In this podcast I discuss Demi Glace, Glace di Viande, and how it relates to the modern mother sauce, Reduction.
This question comes in via a comment from Jyoeru Zaberu on the YouTube page for my Three Modern Mother Sauce Lecture.
"Exceptional video! Thank you so much for your detailed (and even scientific) analysis of sauce making. My MAIN question for you is ratios. What is the ratio of bone/veg/water for a stock? For a demi-glace? Etc.
I have always done my stocks well, but they always taste watery and boring. I feel like there's a ratio (in general) that should be discussed. Just as a roux is usually 1T of fat to 1T of starch (flour), I feel like there's a bone to water ratio for a rich, flavorful stock. I think it's denial on my end that keeps me from accepting this true ratio.
When I spend 20 bucks on beef bone (about 5 pounds), I want this to be enough bone for a pot full of rich stock. It rarely is. Seems to me that what we are looking for is about 5 pounds of bone material for 1 cup of true stock. I haven't done the work yet for this to prove, and I hesitate because that will mean I am spending about 40 bucks for a pot full of true stock (meaning stock that is at the right ratio of molecules other:water).
A couple cups of store bought stock costs a few bucks. Surely they don't have THAT MUCH of an advantage to us in bone costs! But if this is right, this means my bowl of homemade soup costs about 10 bucks for a serving compared to buying the store's products at a fraction.
Seems to me that full-on from-scratch cooking should be CHEAPER than buying the processed crap at the store! Any thoughts on this tangent? (And this leads to other thoughts about demi-glace and so on)

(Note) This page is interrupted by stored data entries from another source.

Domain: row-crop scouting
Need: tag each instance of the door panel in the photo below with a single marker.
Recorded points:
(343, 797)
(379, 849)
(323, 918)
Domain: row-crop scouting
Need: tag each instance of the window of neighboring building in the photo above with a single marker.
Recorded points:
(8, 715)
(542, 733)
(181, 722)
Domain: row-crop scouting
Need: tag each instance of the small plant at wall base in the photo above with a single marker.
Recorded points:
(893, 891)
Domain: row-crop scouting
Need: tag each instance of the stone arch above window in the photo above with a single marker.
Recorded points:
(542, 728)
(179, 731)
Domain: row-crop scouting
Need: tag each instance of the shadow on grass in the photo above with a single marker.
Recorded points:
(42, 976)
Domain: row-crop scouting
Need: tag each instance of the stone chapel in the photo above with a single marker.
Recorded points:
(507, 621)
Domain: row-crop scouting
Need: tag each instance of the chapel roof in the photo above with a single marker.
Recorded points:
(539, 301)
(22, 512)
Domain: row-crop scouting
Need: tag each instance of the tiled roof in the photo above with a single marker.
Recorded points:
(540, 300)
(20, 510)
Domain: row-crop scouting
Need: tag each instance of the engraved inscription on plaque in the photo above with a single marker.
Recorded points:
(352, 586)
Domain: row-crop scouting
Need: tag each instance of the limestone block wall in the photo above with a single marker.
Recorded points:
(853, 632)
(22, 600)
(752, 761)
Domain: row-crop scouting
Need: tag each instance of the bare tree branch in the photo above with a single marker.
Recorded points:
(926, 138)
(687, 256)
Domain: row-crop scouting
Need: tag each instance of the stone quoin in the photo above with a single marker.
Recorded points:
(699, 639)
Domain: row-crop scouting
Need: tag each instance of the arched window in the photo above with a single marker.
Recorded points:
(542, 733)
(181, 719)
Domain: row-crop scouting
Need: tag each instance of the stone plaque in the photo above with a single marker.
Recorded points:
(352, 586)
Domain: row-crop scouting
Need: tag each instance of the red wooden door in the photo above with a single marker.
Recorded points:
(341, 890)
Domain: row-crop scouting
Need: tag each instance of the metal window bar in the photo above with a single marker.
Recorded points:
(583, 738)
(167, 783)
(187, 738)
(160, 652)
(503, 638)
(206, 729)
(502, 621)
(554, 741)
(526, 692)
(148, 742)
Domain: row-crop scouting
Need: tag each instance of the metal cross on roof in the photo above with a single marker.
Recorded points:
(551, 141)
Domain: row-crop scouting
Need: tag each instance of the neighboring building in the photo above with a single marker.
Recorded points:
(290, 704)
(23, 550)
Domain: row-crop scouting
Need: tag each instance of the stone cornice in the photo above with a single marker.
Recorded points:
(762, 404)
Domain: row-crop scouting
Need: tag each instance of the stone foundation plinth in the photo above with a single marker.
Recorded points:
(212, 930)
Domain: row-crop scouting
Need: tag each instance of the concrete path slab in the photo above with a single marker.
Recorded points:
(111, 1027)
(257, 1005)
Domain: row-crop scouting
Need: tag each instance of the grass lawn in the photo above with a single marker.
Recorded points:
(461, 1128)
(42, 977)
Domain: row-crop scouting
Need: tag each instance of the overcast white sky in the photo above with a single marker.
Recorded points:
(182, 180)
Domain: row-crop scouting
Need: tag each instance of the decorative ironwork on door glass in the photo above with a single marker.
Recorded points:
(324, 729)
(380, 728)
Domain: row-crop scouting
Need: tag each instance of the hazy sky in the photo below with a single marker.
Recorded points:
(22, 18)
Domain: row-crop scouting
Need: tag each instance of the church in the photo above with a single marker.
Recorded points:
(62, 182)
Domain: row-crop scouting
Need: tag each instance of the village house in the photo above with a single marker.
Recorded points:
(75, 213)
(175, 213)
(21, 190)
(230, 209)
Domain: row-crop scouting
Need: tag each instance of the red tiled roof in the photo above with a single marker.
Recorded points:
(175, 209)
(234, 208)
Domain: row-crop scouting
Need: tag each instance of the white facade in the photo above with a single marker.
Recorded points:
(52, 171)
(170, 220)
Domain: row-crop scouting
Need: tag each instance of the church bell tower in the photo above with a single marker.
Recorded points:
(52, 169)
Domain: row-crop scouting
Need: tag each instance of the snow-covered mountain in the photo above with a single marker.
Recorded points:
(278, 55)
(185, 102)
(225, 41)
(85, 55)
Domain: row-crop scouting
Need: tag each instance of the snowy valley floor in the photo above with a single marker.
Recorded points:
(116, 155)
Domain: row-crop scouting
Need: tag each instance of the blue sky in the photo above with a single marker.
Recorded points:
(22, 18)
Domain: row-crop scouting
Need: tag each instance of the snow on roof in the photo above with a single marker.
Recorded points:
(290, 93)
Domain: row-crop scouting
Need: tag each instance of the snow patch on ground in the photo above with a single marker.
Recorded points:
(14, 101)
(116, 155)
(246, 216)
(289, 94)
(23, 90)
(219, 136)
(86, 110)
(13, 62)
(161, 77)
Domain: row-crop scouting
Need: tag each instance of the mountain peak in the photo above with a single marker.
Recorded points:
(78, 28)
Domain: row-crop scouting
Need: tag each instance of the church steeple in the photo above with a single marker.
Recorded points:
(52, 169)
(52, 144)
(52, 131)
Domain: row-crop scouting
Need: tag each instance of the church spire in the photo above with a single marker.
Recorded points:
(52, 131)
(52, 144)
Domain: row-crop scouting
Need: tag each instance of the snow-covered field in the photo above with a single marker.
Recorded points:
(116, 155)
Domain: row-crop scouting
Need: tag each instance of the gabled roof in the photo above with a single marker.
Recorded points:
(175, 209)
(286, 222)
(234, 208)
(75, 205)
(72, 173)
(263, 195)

Jacob Burton Thanks for the reply! For now, I think the questions are all on the table:
- What is the proper bone:veg:water ratio for rich stock
- At what point from here are we at a demi-glace (I assume half of half)
- At what point are we at a glaze? (I assume 10% of half of half--such that we reduce water by 1/2 for stock, 1/2 (or 1/4) for demiglace, and quite a bit more for a general beef (or other) glaze."